After: I do recall wanting to put something physical in between myself and my assailant as soon as I could. As I wasn’t dating anyone at the time (I had been cutting people off in preparation for my move), that left me with a guy with whom I had a casual acquaintanceship. We hooked up a couple of weeks later when I came back to DC for my belongings. I thought about being assaulted while I was with him. This was the case with the next few lovers. I couldn’t help it, it was still there. It’s still there now, but it doesn’t usually come up in the heat of passion.

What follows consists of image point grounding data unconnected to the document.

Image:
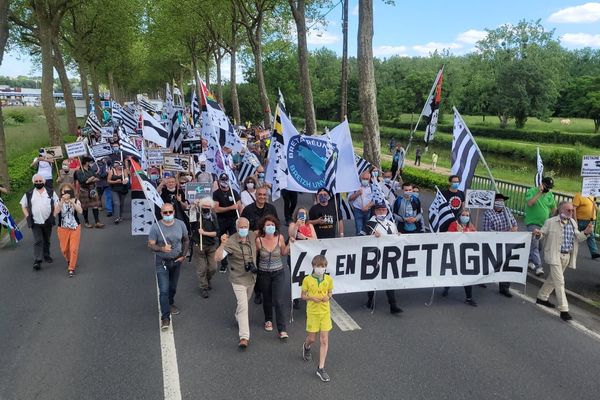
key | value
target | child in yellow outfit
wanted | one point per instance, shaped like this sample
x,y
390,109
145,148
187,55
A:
x,y
316,290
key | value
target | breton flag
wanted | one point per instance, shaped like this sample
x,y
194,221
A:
x,y
153,131
195,109
250,164
465,153
540,173
431,110
7,220
149,190
440,213
129,121
92,122
276,173
361,164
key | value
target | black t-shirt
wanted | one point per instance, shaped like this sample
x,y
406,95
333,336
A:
x,y
456,200
225,200
254,214
328,213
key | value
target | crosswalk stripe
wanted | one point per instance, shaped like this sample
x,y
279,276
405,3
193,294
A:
x,y
342,319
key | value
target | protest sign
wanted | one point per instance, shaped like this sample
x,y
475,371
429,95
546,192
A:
x,y
101,150
480,199
197,190
76,149
54,152
176,162
359,264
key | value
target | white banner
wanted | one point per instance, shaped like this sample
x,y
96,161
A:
x,y
363,263
76,149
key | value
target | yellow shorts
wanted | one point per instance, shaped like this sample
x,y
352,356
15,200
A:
x,y
318,323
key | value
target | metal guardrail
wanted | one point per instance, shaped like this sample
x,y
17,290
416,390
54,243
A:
x,y
516,194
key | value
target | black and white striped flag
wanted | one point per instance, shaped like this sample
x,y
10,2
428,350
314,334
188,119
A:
x,y
153,131
465,153
440,213
540,172
250,164
92,122
361,164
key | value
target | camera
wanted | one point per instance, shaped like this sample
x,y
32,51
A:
x,y
250,267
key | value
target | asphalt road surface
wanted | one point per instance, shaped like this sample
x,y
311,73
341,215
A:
x,y
97,336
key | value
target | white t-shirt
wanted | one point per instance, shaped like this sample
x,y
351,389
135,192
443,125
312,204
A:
x,y
248,198
40,205
44,169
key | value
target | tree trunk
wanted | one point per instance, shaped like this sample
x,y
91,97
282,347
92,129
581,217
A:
x,y
96,91
344,82
59,64
45,38
235,103
367,90
218,58
4,178
85,90
298,10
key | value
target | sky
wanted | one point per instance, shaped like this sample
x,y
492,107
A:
x,y
417,28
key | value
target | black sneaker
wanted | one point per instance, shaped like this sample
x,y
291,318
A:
x,y
323,375
306,354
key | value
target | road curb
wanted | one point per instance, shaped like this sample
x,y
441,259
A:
x,y
573,297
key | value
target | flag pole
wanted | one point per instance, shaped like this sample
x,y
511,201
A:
x,y
478,149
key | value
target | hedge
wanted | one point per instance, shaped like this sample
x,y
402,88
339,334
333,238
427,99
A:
x,y
555,158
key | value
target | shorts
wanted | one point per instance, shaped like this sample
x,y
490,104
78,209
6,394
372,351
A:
x,y
318,323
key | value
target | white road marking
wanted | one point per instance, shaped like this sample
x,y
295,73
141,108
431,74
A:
x,y
171,388
577,325
342,319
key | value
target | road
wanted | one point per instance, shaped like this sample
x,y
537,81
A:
x,y
97,336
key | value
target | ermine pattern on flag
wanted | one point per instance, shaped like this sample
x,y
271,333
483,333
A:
x,y
440,213
92,122
540,169
465,154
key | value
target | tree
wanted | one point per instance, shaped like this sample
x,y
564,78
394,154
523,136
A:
x,y
298,8
526,64
3,39
367,90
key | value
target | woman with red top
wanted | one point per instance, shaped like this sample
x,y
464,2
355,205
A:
x,y
463,224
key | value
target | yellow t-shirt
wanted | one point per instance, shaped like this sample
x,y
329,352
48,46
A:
x,y
314,288
585,207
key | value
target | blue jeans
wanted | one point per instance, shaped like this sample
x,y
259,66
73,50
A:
x,y
167,278
534,251
591,240
360,220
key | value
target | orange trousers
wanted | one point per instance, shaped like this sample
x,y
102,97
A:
x,y
69,244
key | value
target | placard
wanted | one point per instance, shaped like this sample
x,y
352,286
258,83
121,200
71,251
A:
x,y
101,150
76,149
154,157
176,162
54,152
480,199
590,186
590,166
197,190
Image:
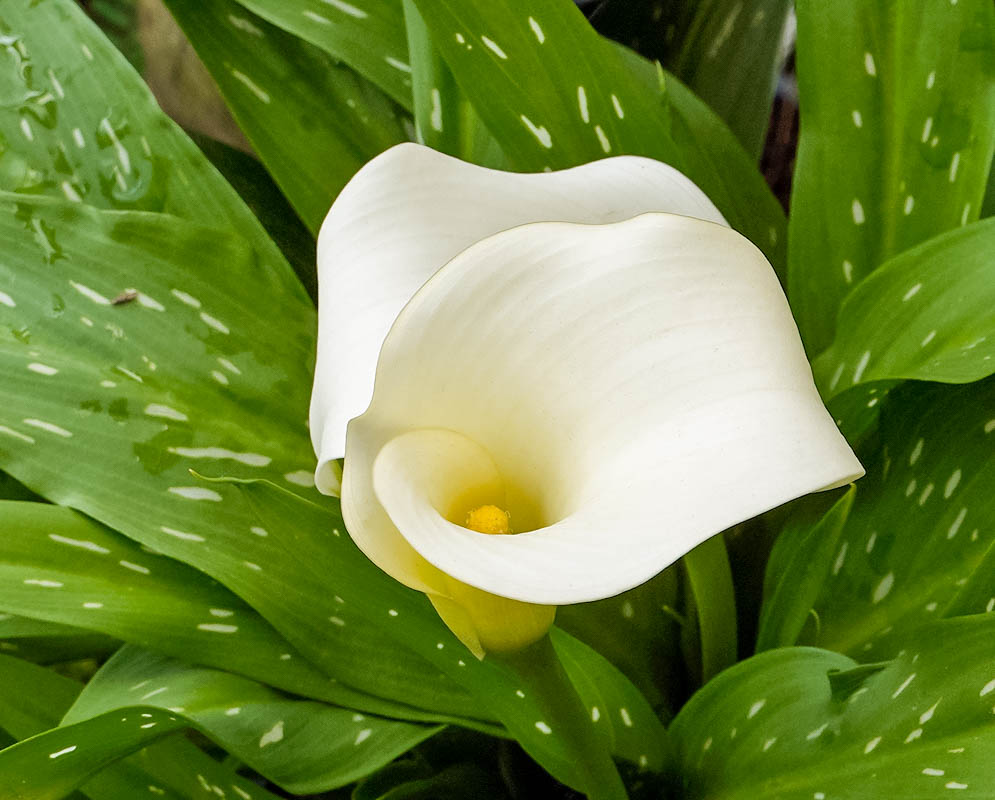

There’s no lucky side of sexual assault, nor is there “diet” rape. But I can say that the nature of my experience allowed me to have a much easier trajectory towards healing than those who may have endured prolonged abuse, a more physically violent attack, an assault at the hands of someone they trusted, etc. However, it’s still a part of who I am and a part of the Jamilah narrative that I can’t dismiss. Thus, it is part of the information with which I have to present the men I date once I have determined that we are going to have a certain level of connectedness. I recognize that this is a part of my life—one that does correspond with my sexual identity—that they should know about.

I discovered rather quickly that I had both uneasiness about telling men what I had been through and a strong desire to do so. It’s hard for me to tell my story to platonic friends and women as well. This may sound silly, but it makes people sad and it is really hard for me to make people feel sad. Ain’t that ridiculous? I gotta live with being assaulted my whole life, but I’m worried about someone feeling sad for hearing it? LOL! (Go on, laugh. We need a LOL moment up in here.)

As this particular matter goes, I have made wise choices in picking suitors; every guy to whom I told my story has been either infuriated that it happened, deeply compassionate about my experience, and/or supportive in some other way. This was the case with my platonic brothers as well; while the women around me were saddened, there is this feeling we girls seem to have . . . this understanding that rape is just all too possible. It’s bad to hear that it happens to someone, but never surprising. The men, however, seemed to go into protector mode. An ex informed me that he felt protective of me upon hearing this, that he wanted to take care of me and keep me safe. Aww. It’s not feasible in a rape culture, but “aww” nonetheless.

Life and love and sex . . . good, hot and SAFE sex . . . continue for me post-rape, and my daily existence is not centered on what I’ve been through. It’s a piece of my story, but it’s hardly the climax. My life (love, professional, otherwise) will be colored and shaped far more by the beauty in my hands than by the ugliness of my past.